For target identification, the drone carries four Logitech C270 USB webcams and one Logitech C210 USB webcam. One of the cameras is located at the bottom of the drone and faces straight downward. The other four cameras are mounted on the bottom side of each arm facing outward. All five cameras are mounted for identifying as many target Roombas surrounding the drone as possible in order to send their coordinates to the strategy node.

There are two main objectives that need to be completed to successfully relay target information to the strategy node. The first objective is to take in the raw video data and detect the target Roombas so that pixel numbers of the centroids of the Roombas in the frame can be sent as output.
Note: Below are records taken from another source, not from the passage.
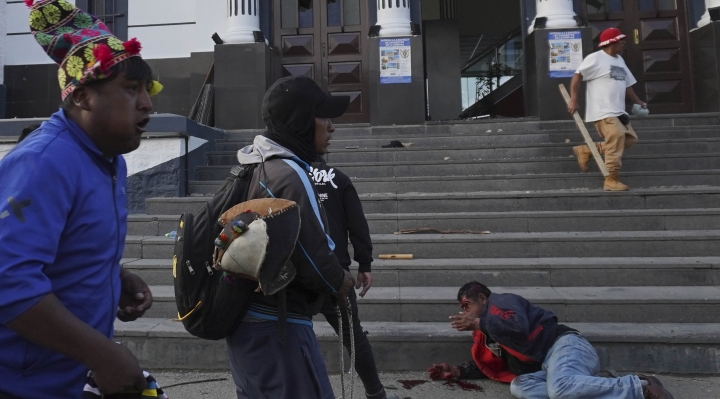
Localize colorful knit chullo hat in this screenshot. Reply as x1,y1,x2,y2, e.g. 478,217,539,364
25,0,162,100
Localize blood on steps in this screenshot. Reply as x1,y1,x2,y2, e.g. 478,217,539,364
443,380,484,392
398,380,427,389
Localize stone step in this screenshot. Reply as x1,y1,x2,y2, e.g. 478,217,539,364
353,169,720,194
204,138,720,166
123,230,720,259
215,126,720,153
191,168,720,195
127,214,180,236
365,208,720,234
224,153,720,180
145,187,720,216
141,286,720,323
115,318,720,376
226,113,720,139
128,208,720,236
121,257,720,288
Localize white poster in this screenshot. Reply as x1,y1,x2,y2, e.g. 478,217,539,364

The second objective is to take the pixel numbers of the centroids of the detected Roombas as input, and then output x and y coordinates relative to the drone using a coordinate transformation and the known height and orientation of the camera with respect to the floor.


In order to accomplish the first objective, an open source software package developed by Joseph Redmon called YOLO (You Only Look Once) is used. More specifically, the TinyYolo version of YOLO was elected to be used since it is lighter and can obtain higher framerates. YOLO is a neural network that can identify user-defined objects once it has been trained. After training the neural network by feeding in approximate 2000 photos of the target Roombas (with the Roombas identified manually), YOLO can reliably identify target Roombas in real time. An example is displayed Above

After YOLO outputs the pixel locations of each identified target Roomba, the final objective is to transform these pixel coordinates into x-y coordinates relative to the drone. In addition to the pixel coordinate (P IX#), the other knowns are height (z), camera rotation angle relative to downward facing (θ), and field of view (φ), as well as total pixels in x and y (P IX MAX).
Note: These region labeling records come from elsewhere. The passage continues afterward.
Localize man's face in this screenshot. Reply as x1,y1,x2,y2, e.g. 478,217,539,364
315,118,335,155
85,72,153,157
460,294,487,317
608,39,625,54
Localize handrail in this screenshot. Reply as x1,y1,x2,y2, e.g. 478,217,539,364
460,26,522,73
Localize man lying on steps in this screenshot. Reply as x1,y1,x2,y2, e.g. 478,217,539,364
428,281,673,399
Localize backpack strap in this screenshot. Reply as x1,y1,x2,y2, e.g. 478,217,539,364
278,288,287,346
Our system builds off of the robust open source project Arducopter. Arducopter, which runs on the Pixhawk, controls the stability of the drone by taking in data from the IMU, compass, altitude LiDAR, and the optical flow sensor. The Arducopter flight stack is maintained by hundreds of developers from around the world and the software is deployed on thousands of commercial and recreational drones. The vast community of developers and users ensures refined controls code with lots of features.
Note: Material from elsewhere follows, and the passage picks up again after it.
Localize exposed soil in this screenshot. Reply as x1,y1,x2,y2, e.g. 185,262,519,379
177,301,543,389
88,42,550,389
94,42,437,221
We have made slight modifications to the Arducopter firmware, which allow us to set the EKF origin. This has been done to make our drone capable of navigating in GPS denied environments. For general waypoint navigation, the drone utilizes the Arducopter EKF that takes in data from the IMU, compass, altitude LiDAR, and the optical flow sensor. The EKF position is then queried via mavros so that our strategy code can use our position to make intelligent decisions. In addition, the strategy node takes in data from computer vision and 2D LiDAR. The strategy node then determines a waypoint and mode, and the ROS controls node will do a sanity check on the waypoint and publish the waypoint until the drone has reached its destination. Over time, the EKF will have some error in comparison to reality. To combat this, the controls node will input a correction vector. This correction vector is formed from our computer vision algorithm that recognizes the absolute corners of the grid. This algorithm goes as follows: Gaussian blur, color threshold, erosion, dilation, Canny edge detection, Hough transform, line intersection, and non-maximum suppression.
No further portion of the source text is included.